Quindici anni e l’ombra di un tremendo sospetto, quello di tramare per uccidere i propri genitori. Veronica – il nome è di fantasia – è una studentessa perbene di Bassano del Grappa che da mesi in un gruppo su Snapchat racconta ai propri coetanei del terribile disegno omicida che sta orchestrando. I toni sono duri, violenti: c’è poco spazio per sperare che la ragazza stia millantando e, forse, qualcun altro potrebbe essere coinvolto nell’operazione. Per un amico della compagnia tutto questo è troppo: è lui ad andare dalle forze dell’ordine e ad attivare il circuito delle indagini che – almeno al momento – fatica a definire una circoscritta ipotesi di reato, stante l’assenza di un movente e di una data in cui perpetrare il crimine.



I ragazzi noi non li conosciamo, non ne sappiamo niente: cerchiamo di educarli come se fossero “materiale noto” e malleabile, ma restano per gli adulti un mistero insondabile.

Questa generazione non percepisce uno spazio per i propri desideri: vive ricattata dai desideri e dalle aspettative degli altri, in un crescendo di protezione e di custodia da parte dei “grandi” che diventa via via sempre più soffocante, alimentando una rabbia cieca e nichilista, sorda a qualsiasi valore, argine o limite.



La situazione non cambia col passare del tempo, ma peggiora: l’adolescente percepisce su di sé la volontà del mondo intero, del sistema, e comincia a tremare, a dubitare di sé e delle proprie capacità. Anche la ribellione è più naïf rispetto a quella dei propri padri: l’ecologismo, al pari delle piccole passioni civili, è un rito stanco, poco convinto di poter davvero smuovere qualcosa.

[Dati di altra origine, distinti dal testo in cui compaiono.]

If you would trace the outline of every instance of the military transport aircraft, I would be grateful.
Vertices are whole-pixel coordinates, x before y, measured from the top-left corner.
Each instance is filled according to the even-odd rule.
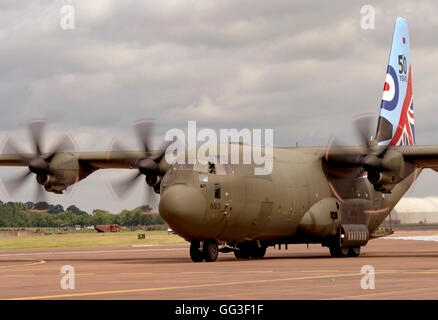
[[[148,189],[161,194],[160,215],[191,243],[195,262],[215,261],[218,252],[262,258],[268,246],[292,243],[320,243],[332,256],[355,257],[370,239],[392,232],[378,227],[421,170],[438,171],[438,146],[414,145],[409,35],[403,18],[395,23],[375,137],[370,117],[355,123],[361,146],[274,148],[269,175],[254,175],[252,164],[168,164],[164,150],[150,150],[151,125],[144,121],[136,125],[142,151],[109,153],[65,152],[65,139],[44,153],[44,123],[33,121],[34,154],[20,152],[9,140],[6,147],[12,152],[0,156],[0,165],[28,168],[15,180],[3,181],[9,192],[32,174],[46,191],[62,193],[98,169],[135,169],[114,190],[123,195],[134,180],[146,176]],[[239,144],[241,154],[248,148]]]

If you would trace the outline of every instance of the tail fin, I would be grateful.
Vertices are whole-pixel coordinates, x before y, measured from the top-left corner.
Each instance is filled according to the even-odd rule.
[[[408,22],[397,18],[383,87],[376,140],[379,145],[415,144]]]

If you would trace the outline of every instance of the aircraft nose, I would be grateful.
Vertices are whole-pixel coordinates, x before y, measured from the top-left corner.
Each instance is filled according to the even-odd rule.
[[[206,199],[198,189],[173,185],[161,195],[159,211],[172,229],[187,234],[202,223],[206,205]]]

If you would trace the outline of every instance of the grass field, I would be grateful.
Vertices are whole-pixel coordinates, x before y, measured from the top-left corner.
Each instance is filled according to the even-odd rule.
[[[140,233],[146,234],[146,239],[137,239]],[[173,244],[187,243],[175,234],[167,231],[141,232],[84,232],[55,235],[35,235],[24,237],[0,238],[0,250],[33,249],[33,248],[72,248],[72,247],[103,247],[128,246],[138,244]]]

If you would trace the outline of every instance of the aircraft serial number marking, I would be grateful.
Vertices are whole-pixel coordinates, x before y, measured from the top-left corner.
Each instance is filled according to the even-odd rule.
[[[220,202],[212,202],[210,203],[211,210],[219,210],[221,208]]]

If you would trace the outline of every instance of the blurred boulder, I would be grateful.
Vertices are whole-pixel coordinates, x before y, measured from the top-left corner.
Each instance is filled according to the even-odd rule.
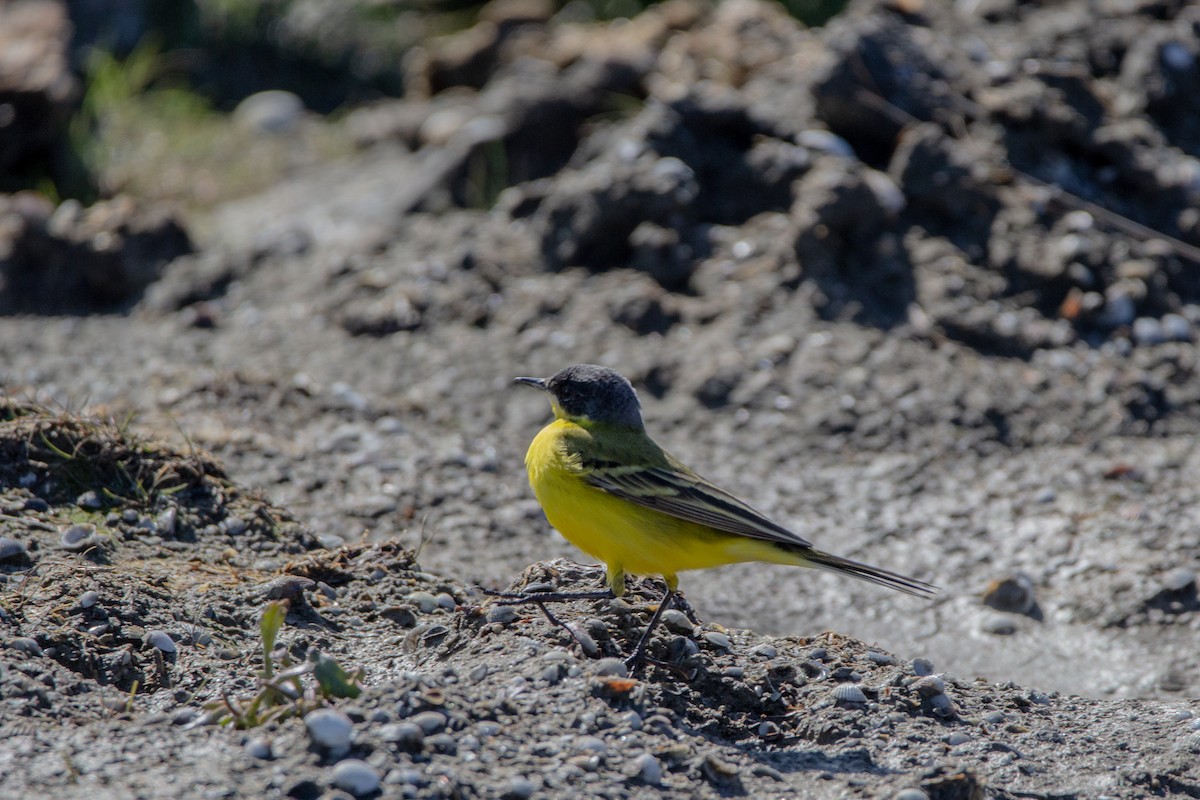
[[[70,38],[65,4],[0,3],[0,188],[27,160],[47,158],[63,133],[79,91]]]
[[[120,307],[191,250],[172,213],[128,197],[52,208],[31,193],[0,196],[0,313]]]

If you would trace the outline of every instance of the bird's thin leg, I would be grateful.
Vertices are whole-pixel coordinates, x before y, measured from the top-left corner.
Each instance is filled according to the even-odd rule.
[[[616,595],[611,589],[600,592],[497,592],[495,589],[480,590],[488,597],[495,597],[503,606],[522,603],[565,603],[569,600],[612,600]]]
[[[654,628],[662,619],[663,612],[671,605],[671,600],[675,597],[675,588],[670,584],[667,585],[667,593],[663,595],[662,600],[658,604],[658,608],[654,610],[654,616],[650,617],[650,624],[646,626],[646,632],[642,634],[642,638],[638,640],[637,647],[633,648],[633,652],[625,659],[625,666],[633,672],[637,666],[651,659],[646,658],[646,648],[650,646],[650,637],[654,634]],[[656,662],[657,663],[657,662]]]

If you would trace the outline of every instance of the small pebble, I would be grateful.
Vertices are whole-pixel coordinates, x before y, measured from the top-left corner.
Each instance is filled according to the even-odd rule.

Tutto comincia ad essere opinabile: l’ordine delle cose, il proprio corpo, l’oggettività della realtà. Eppure tutto deve essere sopportato, a meno di non poter ricorrere più facilmente alla “pace” che infonde la droga, l’alcool, l’approvazione collettiva di una propria bravura, di un proprio talento, financo del proprio corpo esibito in uno stile di vita che del mondo bohémien è solo una sbiadita parodia. Ma il punto è che nessuno di quei ragazzi si sente legittimato ad avere un proprio desiderio in quanto ognuno avverte di essere parte integrante del desiderio di un altro, dell’inconsistenza capricciosa di un qualche adulto.



È difficile dire che cosa sul serio si nasconda tra le righe delle indagini di Bassano del Grappa, da dove ultimamente possa nascere quell’efferatezza esibita e senza pudore, quel voler dare la morte ad un tempo per gioco e sul serio. Nessuno lo sa o lo saprà davvero mai. A meno di non accettare di essere adulti capaci di fermarsi e di ricominciare a fare semplicemente compagnia – sprecando il proprio tempo sulle rive del fiume – al misterioso desiderio di Veronica e alle sue mille bugie. Segni lontani di una vita che chiede soltanto di essere ascoltata e definitivamente amata.